The wind-driven storm, which packed a stronger punch than initially expected, appeared to score a direct hit on the region, prompting evacuations in parts of Marin County and toppling trees onto cars and houses, while submerging dozens of roads and knocking out power to at least 11,000 homes across Sonoma County.
Emergency crews fielded an onslaught of rescue and hazard calls from about 4 p.m., when the heaviest band of rain and wind hit, until 8 p.m., when the additional moisture in an already sodden week had re-submerged many low-lying areas inundated by floodwaters Sunday or Monday.
“We’re getting slides and trees down on power lines everywhere,” Monte Rio Fire Chief Steve Baxman said about 9 p.m. as the calls started to taper off. “The ground is so saturated from all this rain. It’s not soaking in, and it’s all running off. Now, the ground is giving way.”
In the 72-hour period ending Tuesday night, a total of 8½ inches fell on Santa Rosa while nearly 20 inches drenched the hills west of Healdsburg.
All eyes Tuesday night were on forecasts for the Russian River, which overran its banks Monday, and was expected to push nearly 8 feet beyond flood stage to crest at 6 p.m. Wednesday in Guerneville at 39.8 feet.
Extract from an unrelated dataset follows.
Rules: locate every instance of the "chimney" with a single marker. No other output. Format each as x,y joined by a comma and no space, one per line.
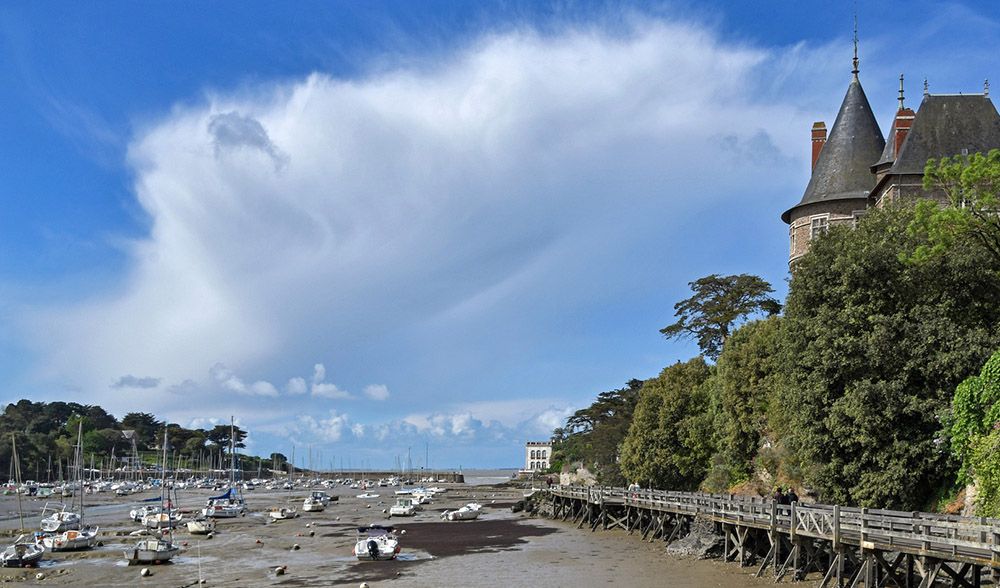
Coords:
819,139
That’s the highest level since 2006 when waters surged to 41.8 feet, causing $110 million in flood damage.
Officials said 800 homes in the lower river area were at risk of flooding or being cut off by floodwaters. About 3,000 residents in the river communities from Forestville to Jenner remained under evacuation advisories Tuesday night.
“The flooding around Guerneville is going to get larger,” Christopher Helgren, Sonoma County’s emergency manager, said Tuesday. “There are going to be more places underwater.”
The river is expected to return to within its banks Friday morning. Dry weather is forecast the rest of the week.
Tuesday’s storm ravaged a large swath of Northern California from Big Sur to South Lake Tahoe. But at times, it appeared the North Coast bore the brunt.
Late Tuesday, San Antonio Creek on the Sonoma-Marin border spilled its banks and closed Highway 101 in both directions, with authorities saying the roadway would remain shut until floodwaters subsided. Some residents of San Anselmo and the Ross area of Marin County were ordered to evacuate late Tuesday as floodwaters in the area bore down on homes.
On Tuesday, parts of central Guerneville were already under several feet of water, requiring emergency crews to paddle boats to rescue stranded residents. An evacuation advisory was in effect for 1,700 houses while a mudslide in the hills above Monte Rio threatened seven homes, which authorities put off-limits to residents because of safety risks.
“There’s mud coming down, trees falling. It’s so steep and you don’t want to get too close,” said Sonoma County Sheriff’s Sgt. Spencer Crum, who surveyed a slide in Monte Rio area. “It is pretty dangerous to get near it.”